Davis and Lawrence admitted to the officers that they had been drinking hours earlier, but insisted they weren't intoxicated. Davis was then asked by an officer to face the fence.
"All of a sudden, you know, I can't see this coming, and he just comes up and beats me in the back of the neck, grabbing my arms, kicking me and kneeing me in my back," Davis said.
Lawrence said, "I started screaming and yelling and crying because I was so scared. I didn't know what was going on."
Meanwhile, Paul Loya, who was also leaving the game, says he saw everything. "The sergeant, the blond officer, lunged forward and hit the guy right in the back of the neck and the head like that, and then grabbed him like this and kneed him in the stomach; and when I seen that, it was just like way too much," Loya said.
Loya says he watched the officers spray Davis with mace and drag him across the ground while handcuffed. He was so upset with what he witnessed that he pulled out his cell phone to record the incident on video. The officers then confiscated Loya's phone and later returned it to him with the video erased.

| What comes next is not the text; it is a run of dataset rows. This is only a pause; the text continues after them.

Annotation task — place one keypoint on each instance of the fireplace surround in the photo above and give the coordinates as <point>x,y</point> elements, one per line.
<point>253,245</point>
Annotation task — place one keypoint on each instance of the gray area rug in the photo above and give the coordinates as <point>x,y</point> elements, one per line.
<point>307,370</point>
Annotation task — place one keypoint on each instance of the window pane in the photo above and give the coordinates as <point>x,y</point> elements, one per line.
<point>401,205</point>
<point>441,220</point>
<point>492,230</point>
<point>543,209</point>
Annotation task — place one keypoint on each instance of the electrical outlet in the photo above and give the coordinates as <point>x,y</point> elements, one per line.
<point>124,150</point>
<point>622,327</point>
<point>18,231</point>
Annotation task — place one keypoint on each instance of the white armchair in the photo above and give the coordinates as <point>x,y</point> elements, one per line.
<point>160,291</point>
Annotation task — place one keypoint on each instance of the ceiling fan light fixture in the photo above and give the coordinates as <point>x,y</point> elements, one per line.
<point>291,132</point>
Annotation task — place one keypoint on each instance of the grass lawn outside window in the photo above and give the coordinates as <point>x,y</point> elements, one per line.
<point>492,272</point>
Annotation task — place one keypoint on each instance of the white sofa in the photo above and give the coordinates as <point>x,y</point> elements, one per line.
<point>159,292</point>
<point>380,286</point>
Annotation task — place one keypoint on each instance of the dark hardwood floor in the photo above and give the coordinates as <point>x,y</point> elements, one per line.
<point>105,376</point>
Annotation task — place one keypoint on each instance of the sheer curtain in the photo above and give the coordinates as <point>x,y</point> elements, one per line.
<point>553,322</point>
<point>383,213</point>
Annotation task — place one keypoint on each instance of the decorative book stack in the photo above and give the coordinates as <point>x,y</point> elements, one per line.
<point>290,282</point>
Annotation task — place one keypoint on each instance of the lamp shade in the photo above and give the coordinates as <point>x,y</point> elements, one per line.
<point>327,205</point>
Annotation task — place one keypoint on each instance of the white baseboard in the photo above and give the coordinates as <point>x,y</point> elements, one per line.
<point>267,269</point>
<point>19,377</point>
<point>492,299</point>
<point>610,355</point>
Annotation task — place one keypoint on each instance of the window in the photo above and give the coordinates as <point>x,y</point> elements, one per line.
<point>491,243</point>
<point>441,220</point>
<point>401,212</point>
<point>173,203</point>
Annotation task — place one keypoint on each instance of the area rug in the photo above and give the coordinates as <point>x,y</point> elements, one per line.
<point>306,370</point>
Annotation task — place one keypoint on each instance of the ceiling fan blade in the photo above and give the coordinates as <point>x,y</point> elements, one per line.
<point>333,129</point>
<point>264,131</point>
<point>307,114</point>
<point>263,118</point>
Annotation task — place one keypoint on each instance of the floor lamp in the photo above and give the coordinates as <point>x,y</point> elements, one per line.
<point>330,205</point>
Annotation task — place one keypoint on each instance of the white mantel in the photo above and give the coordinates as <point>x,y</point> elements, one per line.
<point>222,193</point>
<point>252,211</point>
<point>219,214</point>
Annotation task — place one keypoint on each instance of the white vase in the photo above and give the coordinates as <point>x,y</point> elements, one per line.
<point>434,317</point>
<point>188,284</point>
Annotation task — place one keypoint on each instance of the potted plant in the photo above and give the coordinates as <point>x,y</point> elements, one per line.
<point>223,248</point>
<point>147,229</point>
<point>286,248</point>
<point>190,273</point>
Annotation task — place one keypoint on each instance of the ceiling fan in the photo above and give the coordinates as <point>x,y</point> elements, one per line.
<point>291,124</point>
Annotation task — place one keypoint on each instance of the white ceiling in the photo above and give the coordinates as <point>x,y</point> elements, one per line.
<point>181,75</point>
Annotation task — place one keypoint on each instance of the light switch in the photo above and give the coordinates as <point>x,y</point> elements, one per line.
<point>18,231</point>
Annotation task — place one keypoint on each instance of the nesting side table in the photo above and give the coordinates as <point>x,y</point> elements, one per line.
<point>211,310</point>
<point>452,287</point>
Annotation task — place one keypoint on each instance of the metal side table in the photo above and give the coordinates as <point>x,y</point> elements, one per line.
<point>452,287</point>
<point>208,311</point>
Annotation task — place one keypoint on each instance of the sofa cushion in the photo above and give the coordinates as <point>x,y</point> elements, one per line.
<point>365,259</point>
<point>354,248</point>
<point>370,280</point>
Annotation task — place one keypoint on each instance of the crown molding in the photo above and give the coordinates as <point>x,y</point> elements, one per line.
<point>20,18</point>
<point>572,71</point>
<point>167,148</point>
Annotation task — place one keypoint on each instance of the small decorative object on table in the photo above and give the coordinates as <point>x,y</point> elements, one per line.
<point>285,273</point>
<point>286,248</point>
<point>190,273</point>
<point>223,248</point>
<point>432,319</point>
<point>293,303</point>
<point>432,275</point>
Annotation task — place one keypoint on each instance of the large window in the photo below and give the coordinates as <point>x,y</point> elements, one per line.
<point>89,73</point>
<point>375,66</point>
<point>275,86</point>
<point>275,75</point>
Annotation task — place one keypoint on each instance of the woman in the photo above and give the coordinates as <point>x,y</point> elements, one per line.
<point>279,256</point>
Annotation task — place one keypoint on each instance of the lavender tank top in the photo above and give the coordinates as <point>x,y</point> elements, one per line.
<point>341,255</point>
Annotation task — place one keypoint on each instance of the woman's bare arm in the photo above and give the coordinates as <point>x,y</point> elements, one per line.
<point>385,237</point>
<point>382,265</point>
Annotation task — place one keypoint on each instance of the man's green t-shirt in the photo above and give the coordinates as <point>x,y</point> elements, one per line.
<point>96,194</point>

"He said that there was a federal regulation that I wasn't allowed to take pictures on the VA property," Loya said.
Davis was eventually taken to the county jail. Lawrence was cited for public intoxication. They say at no point were they offered a sobriety test, nor did they resist arrest.
"As all this is going on, I'm asking, ‘Why are you doing this? What's going on?'" Davis said.
The Department of Veterans Affairs in Salt Lake City says that Davis is facing charges of public intoxication, creating a disturbance, spitting and interfering with an arresting officer. Department officials say they are investigating the incident, including the confiscation of the cell phone.